Naw I wanted to know if anyone on this board had purchased from Goodfella Kennels and their feedback...that's what I wanted to know


----------



## PBnKobePit (Sep 26, 2011)

I know I'm playing I dont know anyone personally who has but on another forum I read good things


----------



## RippedPit (Oct 4, 2011)

PBnKobePit said:


> I know I'm playing I dont know anyone personally who has but on another forum I read good things


Lol cool! I just want to see more productions!


----------



## fishinrob (Apr 14, 2010)

Grey Fox has always been one of my favorite Amstaff's. Matteo is a little too bulky for my taste. Their page definitely needs more details on peds and production.


----------



## Natawnie (Jan 7, 2011)

Both of my dogs have Goodfellas in their bloodline and both are PR UKC registered.

http://www.pedigreedatabase.com/american_pit_bull_terrier/dog.html?id=1205035

thats a link to my females pedigree... she's short and medium-wide also has a GREAT personality


----------



## Sadie (Jun 18, 2008)

RippedPit said:


> Lol they are registered I've talked to two ppl that have owned @ least 3 or more dogs from them. I speak to Johnny often and loyal customer of his... I've seen pics and vids of pups and adults.

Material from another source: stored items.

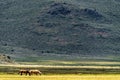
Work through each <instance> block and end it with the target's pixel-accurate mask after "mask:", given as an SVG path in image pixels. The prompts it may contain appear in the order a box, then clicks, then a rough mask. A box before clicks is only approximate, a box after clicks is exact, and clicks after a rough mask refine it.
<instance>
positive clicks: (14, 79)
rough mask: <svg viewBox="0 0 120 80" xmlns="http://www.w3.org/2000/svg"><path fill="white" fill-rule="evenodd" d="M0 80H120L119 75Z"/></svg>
mask: <svg viewBox="0 0 120 80" xmlns="http://www.w3.org/2000/svg"><path fill="white" fill-rule="evenodd" d="M0 80H120V74H117V75H115V74H109V75H108V74H104V75H102V74H99V75H42V76H25V75H24V76H20V75H5V74H2V75H0Z"/></svg>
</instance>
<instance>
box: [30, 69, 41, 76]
mask: <svg viewBox="0 0 120 80" xmlns="http://www.w3.org/2000/svg"><path fill="white" fill-rule="evenodd" d="M29 74H30V75H33V74H36V75H38V74H39V75H41V74H42V72H40V71H39V70H29Z"/></svg>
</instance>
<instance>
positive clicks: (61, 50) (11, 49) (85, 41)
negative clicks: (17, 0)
mask: <svg viewBox="0 0 120 80" xmlns="http://www.w3.org/2000/svg"><path fill="white" fill-rule="evenodd" d="M18 3H19V4H18ZM88 3H89V4H88ZM111 3H113V4H111ZM118 3H119V2H118ZM118 3H117V2H116V1H112V0H110V1H109V0H105V1H97V0H92V1H90V0H85V1H83V0H80V1H79V0H75V1H72V2H71V1H66V0H64V1H60V0H58V1H54V0H50V1H47V0H45V1H39V0H36V1H33V0H29V1H27V0H25V1H23V0H21V1H17V0H6V1H3V0H1V2H0V6H1V8H0V11H1V12H0V52H1V53H4V54H7V55H10V56H12V57H14V58H21V56H24V57H25V56H26V57H29V54H32V55H40V54H44V53H48V54H67V55H73V54H77V55H80V56H81V55H82V56H89V57H91V56H104V57H106V56H112V57H116V56H119V52H120V49H119V47H120V46H119V42H120V41H119V39H120V35H119V34H120V33H119V31H120V29H119V21H120V19H118V18H119V17H120V15H119V14H120V13H119V12H118V9H119V6H118V5H119V4H118ZM92 4H93V5H92ZM105 4H106V5H105ZM110 5H111V6H110ZM115 6H116V7H115Z"/></svg>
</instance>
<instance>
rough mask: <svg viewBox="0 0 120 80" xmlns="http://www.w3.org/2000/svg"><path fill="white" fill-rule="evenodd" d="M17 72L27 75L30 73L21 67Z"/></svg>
mask: <svg viewBox="0 0 120 80" xmlns="http://www.w3.org/2000/svg"><path fill="white" fill-rule="evenodd" d="M18 74H20V75H23V74H25V75H27V74H29V75H30V72H29V70H24V69H22V70H19V72H18Z"/></svg>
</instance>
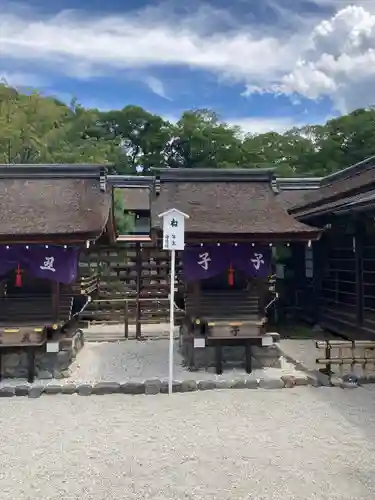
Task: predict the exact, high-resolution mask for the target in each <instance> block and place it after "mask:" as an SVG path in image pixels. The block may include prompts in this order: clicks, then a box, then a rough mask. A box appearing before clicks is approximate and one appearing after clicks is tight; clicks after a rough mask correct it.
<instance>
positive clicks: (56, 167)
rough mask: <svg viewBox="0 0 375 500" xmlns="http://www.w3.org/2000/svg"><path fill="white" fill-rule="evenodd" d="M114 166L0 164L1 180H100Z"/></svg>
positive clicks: (95, 164) (44, 164)
mask: <svg viewBox="0 0 375 500" xmlns="http://www.w3.org/2000/svg"><path fill="white" fill-rule="evenodd" d="M112 169H113V165H112V164H88V163H83V164H79V163H77V164H0V179H69V178H72V179H98V178H99V177H101V176H103V175H104V176H106V175H107V173H108V171H109V170H112Z"/></svg>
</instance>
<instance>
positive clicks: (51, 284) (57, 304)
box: [51, 281, 60, 323]
mask: <svg viewBox="0 0 375 500" xmlns="http://www.w3.org/2000/svg"><path fill="white" fill-rule="evenodd" d="M51 286H52V310H53V320H54V322H55V323H58V321H59V319H60V318H59V313H60V311H59V309H60V307H59V305H60V300H59V299H60V283H58V282H54V281H53V282H52V283H51Z"/></svg>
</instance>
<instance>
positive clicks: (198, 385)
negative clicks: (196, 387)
mask: <svg viewBox="0 0 375 500" xmlns="http://www.w3.org/2000/svg"><path fill="white" fill-rule="evenodd" d="M212 389H216V383H215V381H214V380H201V381H200V382H198V391H212Z"/></svg>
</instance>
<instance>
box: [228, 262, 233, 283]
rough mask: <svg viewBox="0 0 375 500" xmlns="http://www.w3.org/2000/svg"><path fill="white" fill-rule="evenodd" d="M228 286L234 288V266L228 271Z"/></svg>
mask: <svg viewBox="0 0 375 500" xmlns="http://www.w3.org/2000/svg"><path fill="white" fill-rule="evenodd" d="M228 285H229V286H234V269H233V267H232V264H230V265H229V269H228Z"/></svg>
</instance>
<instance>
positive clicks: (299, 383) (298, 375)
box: [296, 375, 310, 387]
mask: <svg viewBox="0 0 375 500" xmlns="http://www.w3.org/2000/svg"><path fill="white" fill-rule="evenodd" d="M296 385H297V386H299V387H300V386H305V385H310V381H309V378H308V377H307V376H303V375H297V376H296Z"/></svg>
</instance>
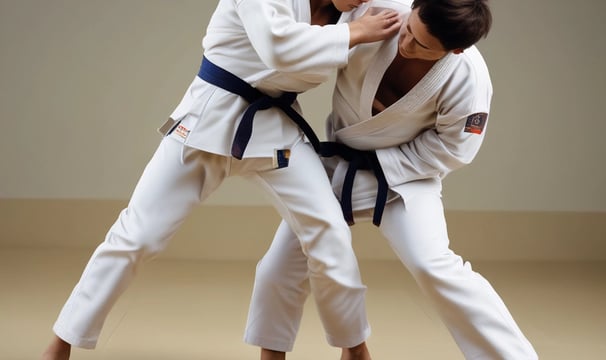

But most owners are located in South FLA. I was just wondering if I would get lucky on catching anyone up here with some Goodfella blood. Oh yea XK9 is where more goodfella blood is but the few I've spoken to that have purchase from that kennel didn't like the business.


You should go out to the kennel and lay hands on the dogs yourself what you see for yourself can't be disputed. I personally wouldn't buy a dog from a kennel whose parent's I haven't seen in person and laid hands on. Online shopping for dog's is a bad way to do business what you see on a website is not always what your going to get. If you plan on owning anything from them best advice I can give you is plan a trip out to their yard and see the dogs with your own eyes.


----------



## RippedPit (Oct 4, 2011)

Sadie said:


> You should go out to the kennel and lay hands on the dogs yourself what you see for yourself can't be disputed. I personally wouldn't buy a dog from a kennel whose parent's I haven't seen in person and laid hands on. Online shopping for dog's is a bad way to do business what you see on a website is not always what your going to get. If you plan on owning anything from them best advice I can give you is plan a trip out to their yard and see the dogs with your own eyes.


From about 4 owners...which have purchase from Goodfellas multiple times have told me when I go to his yard I won't be dissapointed....but trust I've never bought a dog without physical contact, seeing the parents and their living conditions. I'm just trying to see other owners of the blood. That is all


----------